Now, an international research team, led by Madhu Chetri, graduate student at the Hedmark University of Applied Sciences, Norway, report the wolf from Nepal's largest protected area, thus confirming its existence in the country. Their findings are published in the open access journal ZooKeys.
When compared to the European wolf, this one stands out with its smaller size, unusually longer muzzle and stumpy legs. Another clearly distinctive feature is the white colouration around the throat, chest, belly and inner part of the limbs. On the other hand, its characteristic woolly body fur has given the subspecies the common name 'woolly wolf'.
However, the distinctiveness of the Himalayan wolf is far more than skin-deep. The authors note that recent studies have already revealed that these wolves have split as a separate branch within the 'tree of life' so long ago that they are divergent from the whole globally distributed wolf-dog clade. Having undergone such an isolated evolution, the Himalayan wolf is considered of particular conservation concern.

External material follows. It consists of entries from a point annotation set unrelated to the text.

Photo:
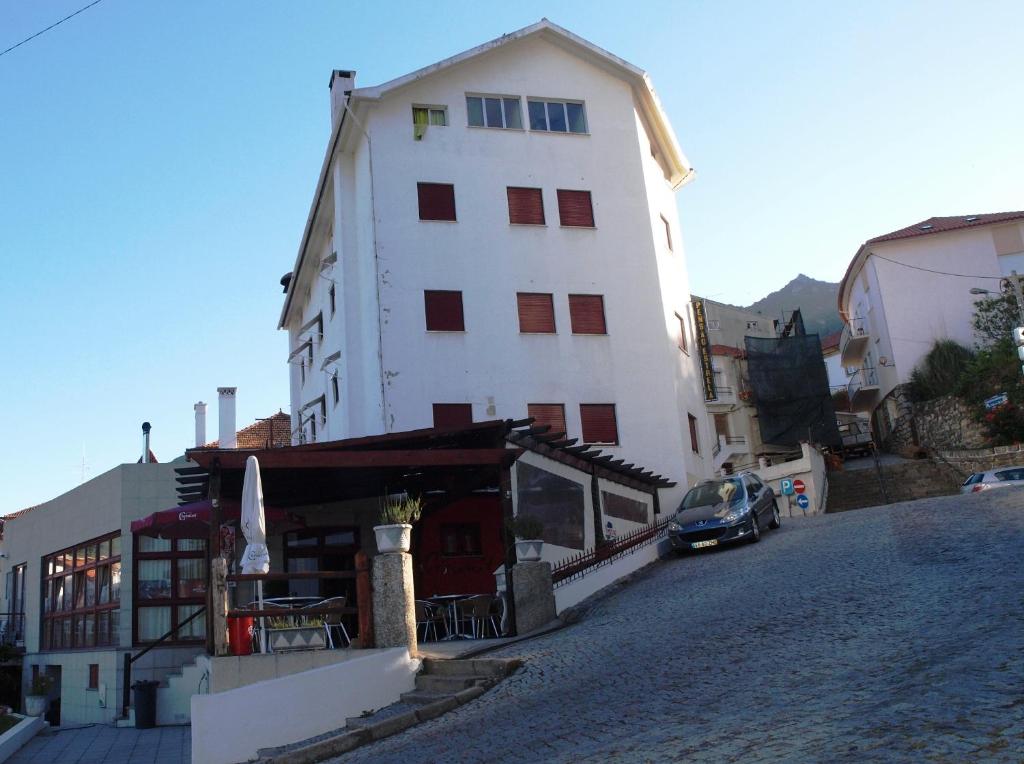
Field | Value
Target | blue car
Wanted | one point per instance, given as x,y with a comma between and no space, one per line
723,511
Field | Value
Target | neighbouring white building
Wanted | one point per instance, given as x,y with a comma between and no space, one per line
909,288
495,236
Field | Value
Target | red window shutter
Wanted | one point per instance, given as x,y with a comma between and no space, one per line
587,313
598,422
574,208
436,201
443,311
537,312
550,414
453,415
525,206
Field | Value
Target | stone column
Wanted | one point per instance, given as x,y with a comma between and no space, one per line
535,596
394,601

However, the populations are still suffering heavy mortality. As a part of their research, the authors conducted both formal and informal interviews with about four hundred local herders, livestock owners, nomads and village elite to find out more about the status of the human-wolf conflict, as well as their attitudes and perceptions. As a result, they found out that the wolves are considered to pose a threat for the local livelihoods. They were persecuted and killed as a means of depredation.
"These genetically distinct Himalayan wolves deserve special conservation attention, at the same time that the conservation of this species in a context of human-wildlife conflict is challenging," conclude the scientists. "A species action plan needs be formulated that develops mechanisms to minimize conflict, and strategies for motivating local communities towards wolf conservation."